Après m’être interrogée sur les démarches et les délais pour devenir Fransaskois, je me suis aussi demandée si on pouvait perdre son statut de Fransaskois. En effet, si on suit une certaine logique, un Français installé depuis 30 ans en Saskatchewan est un Fransaskois d’adoption. Alors est-ce qu’un Gaudet installé depuis 30 ans en Ontario, qui revient dans les Prairies, revient en tant que Fransaskois de souche ou en tant que Franco-ontarien d’adoption? À méditer…

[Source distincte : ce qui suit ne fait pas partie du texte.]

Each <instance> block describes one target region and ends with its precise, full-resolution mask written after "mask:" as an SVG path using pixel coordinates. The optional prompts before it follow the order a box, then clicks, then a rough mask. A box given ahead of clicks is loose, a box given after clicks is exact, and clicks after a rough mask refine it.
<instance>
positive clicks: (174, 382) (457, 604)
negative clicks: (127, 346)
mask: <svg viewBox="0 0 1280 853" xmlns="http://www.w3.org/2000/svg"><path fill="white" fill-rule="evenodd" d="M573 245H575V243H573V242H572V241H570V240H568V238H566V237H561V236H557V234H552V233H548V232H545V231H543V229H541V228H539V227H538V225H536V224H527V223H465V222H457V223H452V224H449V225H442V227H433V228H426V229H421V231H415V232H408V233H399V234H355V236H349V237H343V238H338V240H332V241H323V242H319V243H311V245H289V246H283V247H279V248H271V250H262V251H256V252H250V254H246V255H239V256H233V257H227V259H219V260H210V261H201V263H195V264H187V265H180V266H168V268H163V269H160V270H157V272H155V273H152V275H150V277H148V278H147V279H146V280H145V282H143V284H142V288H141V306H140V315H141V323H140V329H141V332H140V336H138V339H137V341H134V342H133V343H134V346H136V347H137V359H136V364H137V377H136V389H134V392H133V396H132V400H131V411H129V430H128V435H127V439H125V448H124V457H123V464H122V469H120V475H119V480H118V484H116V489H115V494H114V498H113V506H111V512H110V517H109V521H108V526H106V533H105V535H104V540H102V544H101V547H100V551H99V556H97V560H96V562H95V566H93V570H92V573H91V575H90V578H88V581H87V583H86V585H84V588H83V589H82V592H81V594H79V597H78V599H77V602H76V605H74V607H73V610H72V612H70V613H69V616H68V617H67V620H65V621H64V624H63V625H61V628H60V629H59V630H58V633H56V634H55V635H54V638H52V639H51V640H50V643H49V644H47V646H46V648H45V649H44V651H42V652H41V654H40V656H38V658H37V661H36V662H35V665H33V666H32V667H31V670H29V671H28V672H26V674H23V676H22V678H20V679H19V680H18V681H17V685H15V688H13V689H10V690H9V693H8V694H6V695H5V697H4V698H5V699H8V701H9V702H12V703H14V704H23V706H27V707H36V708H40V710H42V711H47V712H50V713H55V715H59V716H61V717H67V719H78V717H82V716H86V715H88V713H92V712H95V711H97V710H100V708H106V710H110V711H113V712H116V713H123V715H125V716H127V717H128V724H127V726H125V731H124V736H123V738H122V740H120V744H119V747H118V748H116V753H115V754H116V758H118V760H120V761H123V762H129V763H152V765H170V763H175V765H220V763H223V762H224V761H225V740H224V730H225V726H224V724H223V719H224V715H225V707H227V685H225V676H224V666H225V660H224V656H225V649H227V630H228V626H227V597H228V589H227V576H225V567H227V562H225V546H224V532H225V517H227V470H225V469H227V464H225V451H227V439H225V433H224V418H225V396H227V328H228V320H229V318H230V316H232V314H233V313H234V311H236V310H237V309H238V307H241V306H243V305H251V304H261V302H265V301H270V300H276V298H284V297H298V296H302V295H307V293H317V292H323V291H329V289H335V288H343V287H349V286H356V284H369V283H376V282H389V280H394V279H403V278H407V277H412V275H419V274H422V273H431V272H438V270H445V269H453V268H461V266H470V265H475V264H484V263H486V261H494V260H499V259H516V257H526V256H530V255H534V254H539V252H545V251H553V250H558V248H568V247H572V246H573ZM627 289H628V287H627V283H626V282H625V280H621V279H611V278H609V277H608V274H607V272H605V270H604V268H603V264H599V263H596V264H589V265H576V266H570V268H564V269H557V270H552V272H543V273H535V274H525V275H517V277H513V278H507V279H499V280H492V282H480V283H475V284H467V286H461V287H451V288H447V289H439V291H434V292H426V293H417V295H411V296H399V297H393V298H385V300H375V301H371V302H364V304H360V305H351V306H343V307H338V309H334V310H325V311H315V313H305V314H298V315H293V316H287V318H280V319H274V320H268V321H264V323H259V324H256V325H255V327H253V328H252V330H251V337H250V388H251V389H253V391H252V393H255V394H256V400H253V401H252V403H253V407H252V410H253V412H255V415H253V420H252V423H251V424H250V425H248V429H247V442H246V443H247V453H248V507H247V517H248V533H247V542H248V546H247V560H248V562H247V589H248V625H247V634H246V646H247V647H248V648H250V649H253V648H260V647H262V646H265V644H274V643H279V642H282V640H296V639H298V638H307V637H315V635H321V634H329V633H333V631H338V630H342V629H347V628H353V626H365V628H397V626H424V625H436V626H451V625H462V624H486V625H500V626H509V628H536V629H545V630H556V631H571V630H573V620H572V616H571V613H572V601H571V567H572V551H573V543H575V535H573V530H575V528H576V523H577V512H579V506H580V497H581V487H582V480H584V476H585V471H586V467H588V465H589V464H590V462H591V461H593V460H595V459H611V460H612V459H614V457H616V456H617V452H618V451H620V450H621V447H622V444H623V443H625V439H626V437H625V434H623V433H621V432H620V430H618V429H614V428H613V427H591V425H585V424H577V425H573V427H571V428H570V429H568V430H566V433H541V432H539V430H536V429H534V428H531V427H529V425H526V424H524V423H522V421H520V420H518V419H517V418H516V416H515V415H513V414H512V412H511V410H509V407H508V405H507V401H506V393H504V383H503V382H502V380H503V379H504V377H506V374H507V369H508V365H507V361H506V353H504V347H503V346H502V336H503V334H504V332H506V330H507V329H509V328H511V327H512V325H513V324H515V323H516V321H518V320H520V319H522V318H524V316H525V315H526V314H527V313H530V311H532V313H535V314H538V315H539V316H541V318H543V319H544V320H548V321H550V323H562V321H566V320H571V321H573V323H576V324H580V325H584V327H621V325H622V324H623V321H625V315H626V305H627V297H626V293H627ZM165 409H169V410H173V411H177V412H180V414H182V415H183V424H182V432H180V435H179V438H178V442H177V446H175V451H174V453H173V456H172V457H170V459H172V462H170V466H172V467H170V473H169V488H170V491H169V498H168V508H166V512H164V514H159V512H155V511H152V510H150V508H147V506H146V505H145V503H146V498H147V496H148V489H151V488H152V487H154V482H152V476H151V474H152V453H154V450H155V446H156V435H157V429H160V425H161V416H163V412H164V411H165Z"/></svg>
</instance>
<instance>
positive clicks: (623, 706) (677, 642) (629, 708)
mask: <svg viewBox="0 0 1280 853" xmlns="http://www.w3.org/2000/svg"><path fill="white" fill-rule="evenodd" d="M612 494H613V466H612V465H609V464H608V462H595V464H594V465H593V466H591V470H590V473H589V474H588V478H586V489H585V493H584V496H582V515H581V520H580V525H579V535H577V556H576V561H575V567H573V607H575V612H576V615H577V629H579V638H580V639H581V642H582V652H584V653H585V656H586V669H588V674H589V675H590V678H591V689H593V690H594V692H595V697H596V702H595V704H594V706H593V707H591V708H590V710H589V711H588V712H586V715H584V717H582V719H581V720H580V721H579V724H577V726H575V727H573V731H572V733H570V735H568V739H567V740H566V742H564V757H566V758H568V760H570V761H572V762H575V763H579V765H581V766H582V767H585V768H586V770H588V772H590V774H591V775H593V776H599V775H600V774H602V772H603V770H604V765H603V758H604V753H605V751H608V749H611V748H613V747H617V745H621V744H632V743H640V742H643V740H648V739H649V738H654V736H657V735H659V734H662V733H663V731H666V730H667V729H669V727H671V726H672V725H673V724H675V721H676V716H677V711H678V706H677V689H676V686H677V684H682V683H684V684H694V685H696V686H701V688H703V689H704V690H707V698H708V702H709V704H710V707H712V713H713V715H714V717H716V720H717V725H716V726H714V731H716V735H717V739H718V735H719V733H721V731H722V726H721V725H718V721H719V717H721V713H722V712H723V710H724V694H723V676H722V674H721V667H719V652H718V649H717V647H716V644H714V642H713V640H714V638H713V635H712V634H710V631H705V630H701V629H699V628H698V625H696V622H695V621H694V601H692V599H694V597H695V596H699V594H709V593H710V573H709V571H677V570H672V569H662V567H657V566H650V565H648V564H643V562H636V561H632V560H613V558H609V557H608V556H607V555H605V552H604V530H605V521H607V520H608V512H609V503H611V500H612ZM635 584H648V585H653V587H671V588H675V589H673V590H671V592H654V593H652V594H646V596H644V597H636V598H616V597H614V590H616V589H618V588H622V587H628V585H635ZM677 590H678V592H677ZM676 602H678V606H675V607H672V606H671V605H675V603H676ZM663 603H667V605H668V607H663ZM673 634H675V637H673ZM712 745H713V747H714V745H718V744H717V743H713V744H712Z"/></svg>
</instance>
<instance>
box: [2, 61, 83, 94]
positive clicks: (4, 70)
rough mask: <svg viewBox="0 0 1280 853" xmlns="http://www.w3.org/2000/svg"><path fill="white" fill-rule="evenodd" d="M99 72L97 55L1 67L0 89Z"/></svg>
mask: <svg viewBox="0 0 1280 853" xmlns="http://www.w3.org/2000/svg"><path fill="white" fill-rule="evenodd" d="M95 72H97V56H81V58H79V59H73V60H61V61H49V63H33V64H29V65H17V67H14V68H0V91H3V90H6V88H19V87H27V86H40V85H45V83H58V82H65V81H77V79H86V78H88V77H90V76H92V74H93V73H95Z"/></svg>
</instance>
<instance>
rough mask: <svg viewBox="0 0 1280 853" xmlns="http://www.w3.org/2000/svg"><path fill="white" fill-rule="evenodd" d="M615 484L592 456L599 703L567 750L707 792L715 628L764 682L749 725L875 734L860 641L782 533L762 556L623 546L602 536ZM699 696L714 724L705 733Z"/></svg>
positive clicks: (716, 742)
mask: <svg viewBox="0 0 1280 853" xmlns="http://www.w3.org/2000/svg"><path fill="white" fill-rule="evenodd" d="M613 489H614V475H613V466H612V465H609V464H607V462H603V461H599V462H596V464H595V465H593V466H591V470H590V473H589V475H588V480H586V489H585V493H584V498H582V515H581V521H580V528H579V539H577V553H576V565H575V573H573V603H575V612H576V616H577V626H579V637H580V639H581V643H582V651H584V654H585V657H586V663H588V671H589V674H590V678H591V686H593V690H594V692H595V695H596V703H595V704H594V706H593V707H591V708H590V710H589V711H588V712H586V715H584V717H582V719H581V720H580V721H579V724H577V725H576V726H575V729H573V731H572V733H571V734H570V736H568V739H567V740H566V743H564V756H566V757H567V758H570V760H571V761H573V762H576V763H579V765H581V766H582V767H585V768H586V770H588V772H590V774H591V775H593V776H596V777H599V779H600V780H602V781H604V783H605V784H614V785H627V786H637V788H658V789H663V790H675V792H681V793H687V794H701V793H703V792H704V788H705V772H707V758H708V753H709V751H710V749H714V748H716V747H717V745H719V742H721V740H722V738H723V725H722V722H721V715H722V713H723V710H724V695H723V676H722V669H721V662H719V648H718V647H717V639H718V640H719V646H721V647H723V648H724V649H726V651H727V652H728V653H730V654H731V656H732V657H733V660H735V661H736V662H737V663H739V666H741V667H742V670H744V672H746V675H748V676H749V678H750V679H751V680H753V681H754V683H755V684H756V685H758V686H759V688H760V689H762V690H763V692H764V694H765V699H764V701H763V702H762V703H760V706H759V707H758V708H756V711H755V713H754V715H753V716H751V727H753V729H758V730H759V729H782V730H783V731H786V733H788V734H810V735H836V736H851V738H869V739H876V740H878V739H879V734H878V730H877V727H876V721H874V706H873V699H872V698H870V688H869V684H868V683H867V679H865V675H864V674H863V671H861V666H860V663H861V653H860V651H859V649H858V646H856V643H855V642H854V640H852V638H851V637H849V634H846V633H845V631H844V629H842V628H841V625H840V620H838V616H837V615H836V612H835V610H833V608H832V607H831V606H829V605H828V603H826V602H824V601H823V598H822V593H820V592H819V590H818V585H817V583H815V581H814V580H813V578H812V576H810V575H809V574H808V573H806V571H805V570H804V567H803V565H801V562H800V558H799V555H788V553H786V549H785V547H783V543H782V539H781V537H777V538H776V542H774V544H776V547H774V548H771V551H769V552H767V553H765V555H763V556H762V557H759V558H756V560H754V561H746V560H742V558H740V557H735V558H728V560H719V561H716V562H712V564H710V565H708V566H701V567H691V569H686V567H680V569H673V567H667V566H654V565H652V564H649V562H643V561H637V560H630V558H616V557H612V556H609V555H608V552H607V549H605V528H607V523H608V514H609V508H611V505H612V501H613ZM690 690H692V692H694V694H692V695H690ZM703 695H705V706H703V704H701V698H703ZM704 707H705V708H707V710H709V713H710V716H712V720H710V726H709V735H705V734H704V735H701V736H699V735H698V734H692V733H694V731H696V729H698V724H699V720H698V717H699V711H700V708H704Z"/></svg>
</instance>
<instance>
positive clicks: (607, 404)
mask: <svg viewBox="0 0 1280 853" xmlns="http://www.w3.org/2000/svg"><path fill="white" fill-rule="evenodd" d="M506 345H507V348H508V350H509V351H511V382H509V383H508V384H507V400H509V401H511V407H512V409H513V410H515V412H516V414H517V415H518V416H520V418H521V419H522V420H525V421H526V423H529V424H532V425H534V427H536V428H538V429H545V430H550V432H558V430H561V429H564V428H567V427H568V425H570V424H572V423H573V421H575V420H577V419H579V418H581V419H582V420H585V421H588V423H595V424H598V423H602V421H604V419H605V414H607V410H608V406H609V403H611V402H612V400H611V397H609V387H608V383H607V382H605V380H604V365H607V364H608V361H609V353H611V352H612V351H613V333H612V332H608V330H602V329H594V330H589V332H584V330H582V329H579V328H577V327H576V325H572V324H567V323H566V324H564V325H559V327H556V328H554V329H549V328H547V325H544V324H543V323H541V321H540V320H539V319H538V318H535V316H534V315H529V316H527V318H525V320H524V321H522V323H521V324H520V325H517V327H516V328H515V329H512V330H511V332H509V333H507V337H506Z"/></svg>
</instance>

Fransaskois rémunéré vs Fransaskois bénévole
Certains font aussi la distinction entre ceux qui travaillent dans la fransaskoisie et ceux qui s’y impliquent bénévolement pendant leurs temps libres. Les Fransaskois de 9h à 17h du lundi au vendredi versus les auto-proclamés Fransaskois impliqués et désintéressés. Là encore, je peux comprendre que quand on travaille dans la fransaskoisie toute la semaine, on puisse avoir envie d’en sortir le week-end. Et vice-versa, quand on n'a que la fin de semaine pour profiter de sa francophonie, on y vient avec un plein d’enthousiasme qui ne doit cependant pas rabaisser le travail quotidien des personnes rémunérées par les organismes fransaskois.
En conclusion de ce rapide état des lieux qui n’engage que l’auteure de ces propos - et les lecteurs qui se reconnaîtront peut-être dans cette quête identitaire – j’ai envie de vous dire: « Fiers Fransaskois et Fransaskoises, sortez du placard et vivez votre fransaskoisie sans peur des préjugés! Fransaskois d’un jour ou Fransaskois de toujours, vous apportez tous quelque chose à la communauté. Sautez le pas et si c’est ce que vous ressentez vraiment, vivez votre fransaskoisie la tête haute. »
Je crois que j’ai répondu toute seule à ma question: Je suis qui? Je suis quoi? Je suis Fransaskoise. Pas d’adoption mais de conviction. Et au-delà de toutes les définitions!